Published Feb 16, 2009
littlepeach
96 Posts
So my best friend's baby has hypoplastic left heart syndrome. He survived his first surgery on Thanksgiving. He's doing fantastic. His mom is awesome. He is scheduled for his second surgery next month. Although I am a NICU nurse, I don't care for heart babies in my hospital. Anyone with any suggestions about how I can prepare her for his second hospital stay? She is well informed and calm. Is there anything different with the recovery from the second surgery she should know. Dr's can only tell her so much, so I am turning to the experts for advice!!:heartbeat
SteveNNP, MSN, NP
1 Article; 2,512 Posts
Hey,
I work at a center that does keep pre and postop cardiacs in the NICU. We don't ever have babies postoperatively from the Glenn procedure, which is the 2nd stage of the repair. (Norwood-Sano,> Glenn, > Fontan)

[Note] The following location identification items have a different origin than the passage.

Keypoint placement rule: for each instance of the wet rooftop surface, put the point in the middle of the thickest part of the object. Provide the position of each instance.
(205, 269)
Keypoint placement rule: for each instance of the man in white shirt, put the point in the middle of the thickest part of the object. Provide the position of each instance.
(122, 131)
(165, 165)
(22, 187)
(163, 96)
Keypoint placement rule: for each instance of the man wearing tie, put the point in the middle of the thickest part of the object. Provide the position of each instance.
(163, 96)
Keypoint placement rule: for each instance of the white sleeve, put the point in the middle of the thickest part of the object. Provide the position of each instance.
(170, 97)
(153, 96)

I would imagine it to be very similar to the Norwood. Although I've never seen a postop Glenn, so I don't know. This might be something that someone in the PICU forum could answer, as PICU/PCICU always handles these patients...
TiffyRN, BSN, PhD
2,315 Posts
I might suggest you browse the PICU forum a bit. The PICU staff is more likely to deal with children past their first surgery. I know there are some long-term PICU nurses that I'm pretty sure have extensive experience with the many stages of LHH repair.

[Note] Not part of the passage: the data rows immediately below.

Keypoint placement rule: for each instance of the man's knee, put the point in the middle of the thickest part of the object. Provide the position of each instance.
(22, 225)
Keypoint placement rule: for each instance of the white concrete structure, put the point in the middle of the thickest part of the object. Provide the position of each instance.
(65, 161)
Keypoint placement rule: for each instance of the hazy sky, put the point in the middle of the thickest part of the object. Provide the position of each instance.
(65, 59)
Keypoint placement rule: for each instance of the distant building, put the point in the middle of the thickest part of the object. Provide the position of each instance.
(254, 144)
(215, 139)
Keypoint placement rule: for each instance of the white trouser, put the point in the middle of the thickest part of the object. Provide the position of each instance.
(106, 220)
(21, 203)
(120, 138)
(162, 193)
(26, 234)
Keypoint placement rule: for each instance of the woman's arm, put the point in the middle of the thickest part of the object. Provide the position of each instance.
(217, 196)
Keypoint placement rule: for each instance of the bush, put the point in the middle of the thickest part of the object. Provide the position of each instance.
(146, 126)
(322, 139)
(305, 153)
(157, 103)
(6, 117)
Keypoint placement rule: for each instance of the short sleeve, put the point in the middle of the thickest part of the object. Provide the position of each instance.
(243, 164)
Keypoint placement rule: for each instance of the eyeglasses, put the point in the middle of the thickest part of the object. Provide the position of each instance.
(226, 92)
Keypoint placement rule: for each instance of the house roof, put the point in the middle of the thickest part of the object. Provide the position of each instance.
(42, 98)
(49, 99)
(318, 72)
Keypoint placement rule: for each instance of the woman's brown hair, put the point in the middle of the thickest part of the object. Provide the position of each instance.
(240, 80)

We welcome when they visit with us and give advice on such things.
NotReady4PrimeTime, RN
5 Articles; 7,358 Posts
I've looked after quite a few babies post-Glenn. The immediate post-op period is pretty similar to that of the first stage (Norwood-Sano), in that the baby will have a chest tube, pacing wires, central line, arterial line and may or may not be intubated. Very occasionally the baby will come out with an open sternum, but it isn't that common. They're often more stable post-Glenn than they are post either Norwood or Fontan although they will still saturate in the 80's. The Glenn shunt connects the SVC to the right PA and disconnects the SVC and right PA from the RA. This creates a passive circulation from the head to the PA and can cause significant congestion in the head with associated headache. The kids do better with early extubation because of this passive return and the pressure shift, because positive pressure ventilation decreases cardiac output by impeding preload. They are usually most comfortable semirecumbent and not supine; they're virtually all rather... irritable until the adapt to the changes. The last several Glenns we've had on our unit have been rapidly extubated and very stable, ready for the ward in only a few days. I hope your frined's baby is one of these.